Ursula Kranz glaubt, dass ihre wahre Identität einst in Soest vertuscht wurde. Ihre Spurensuche dauert schon ein ganzes Leben.
Soest – Ursula Kranz’ Spurensuche dauert schon ein ganzes Leben. Immer war da das Gefühl, dass etwas nicht stimmt an der Geschichte, die ihr die Adoptiveltern über ihre Herkunft erzählten.

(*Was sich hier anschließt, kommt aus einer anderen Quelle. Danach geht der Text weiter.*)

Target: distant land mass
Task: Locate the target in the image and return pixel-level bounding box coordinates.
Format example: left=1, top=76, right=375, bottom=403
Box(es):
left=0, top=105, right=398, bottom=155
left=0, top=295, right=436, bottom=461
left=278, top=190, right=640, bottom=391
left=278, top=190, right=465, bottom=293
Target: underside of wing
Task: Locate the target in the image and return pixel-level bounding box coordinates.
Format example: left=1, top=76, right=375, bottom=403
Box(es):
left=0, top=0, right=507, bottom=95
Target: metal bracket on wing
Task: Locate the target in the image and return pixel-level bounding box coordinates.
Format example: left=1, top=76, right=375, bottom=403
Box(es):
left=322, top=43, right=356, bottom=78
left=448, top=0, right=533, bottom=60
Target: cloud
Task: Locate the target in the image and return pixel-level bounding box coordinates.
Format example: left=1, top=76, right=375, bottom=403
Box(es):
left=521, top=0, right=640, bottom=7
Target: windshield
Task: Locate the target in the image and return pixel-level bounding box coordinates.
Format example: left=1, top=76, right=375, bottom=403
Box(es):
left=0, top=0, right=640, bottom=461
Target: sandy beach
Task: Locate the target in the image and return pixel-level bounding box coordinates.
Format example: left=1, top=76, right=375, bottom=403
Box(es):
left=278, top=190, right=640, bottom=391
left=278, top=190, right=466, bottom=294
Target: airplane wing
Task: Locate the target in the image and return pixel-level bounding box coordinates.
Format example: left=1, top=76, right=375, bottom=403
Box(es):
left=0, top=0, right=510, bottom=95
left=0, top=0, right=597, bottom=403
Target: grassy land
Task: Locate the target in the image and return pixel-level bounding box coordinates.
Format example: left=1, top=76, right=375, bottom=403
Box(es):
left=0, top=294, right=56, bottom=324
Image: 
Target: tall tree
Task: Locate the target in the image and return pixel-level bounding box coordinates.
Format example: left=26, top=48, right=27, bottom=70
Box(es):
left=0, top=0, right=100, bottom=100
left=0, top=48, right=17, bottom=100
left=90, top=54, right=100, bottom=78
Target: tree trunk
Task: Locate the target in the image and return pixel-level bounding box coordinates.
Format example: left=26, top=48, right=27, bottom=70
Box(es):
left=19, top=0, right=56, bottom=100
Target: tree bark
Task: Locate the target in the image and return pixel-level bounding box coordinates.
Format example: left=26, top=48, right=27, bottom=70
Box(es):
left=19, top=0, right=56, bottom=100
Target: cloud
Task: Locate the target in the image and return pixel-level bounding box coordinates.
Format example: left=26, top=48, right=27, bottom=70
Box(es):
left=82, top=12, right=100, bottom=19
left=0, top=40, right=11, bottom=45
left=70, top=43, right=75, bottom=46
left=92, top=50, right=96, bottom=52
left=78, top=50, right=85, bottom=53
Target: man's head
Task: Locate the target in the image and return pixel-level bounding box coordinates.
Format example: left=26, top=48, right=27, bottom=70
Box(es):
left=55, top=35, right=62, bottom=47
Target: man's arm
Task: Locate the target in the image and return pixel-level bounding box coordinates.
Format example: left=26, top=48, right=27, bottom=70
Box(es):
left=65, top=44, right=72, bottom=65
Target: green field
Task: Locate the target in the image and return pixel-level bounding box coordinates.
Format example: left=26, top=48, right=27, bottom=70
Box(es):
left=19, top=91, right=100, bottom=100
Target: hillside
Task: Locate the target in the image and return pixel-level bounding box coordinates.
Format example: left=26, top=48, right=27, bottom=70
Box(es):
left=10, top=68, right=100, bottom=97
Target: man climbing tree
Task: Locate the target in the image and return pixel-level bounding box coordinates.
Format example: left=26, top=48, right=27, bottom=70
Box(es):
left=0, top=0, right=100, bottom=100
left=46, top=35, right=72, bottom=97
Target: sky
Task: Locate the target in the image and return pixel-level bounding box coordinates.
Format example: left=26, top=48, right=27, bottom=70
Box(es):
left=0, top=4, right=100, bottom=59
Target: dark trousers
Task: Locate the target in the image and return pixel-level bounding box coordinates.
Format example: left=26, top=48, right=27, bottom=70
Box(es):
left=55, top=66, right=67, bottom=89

Sie erinnert sich an viele unbeantwortete Fragen, an eine Adoptivmutter, die in Tränen ausbrach, sobald die Tochter nicht lockerließ. Einen Patenonkel, der ein hohes Amt bekleidete und wichtige Sitzungen unterbrach, um herbeizueilen, weil es wieder „um Ursula“ ging.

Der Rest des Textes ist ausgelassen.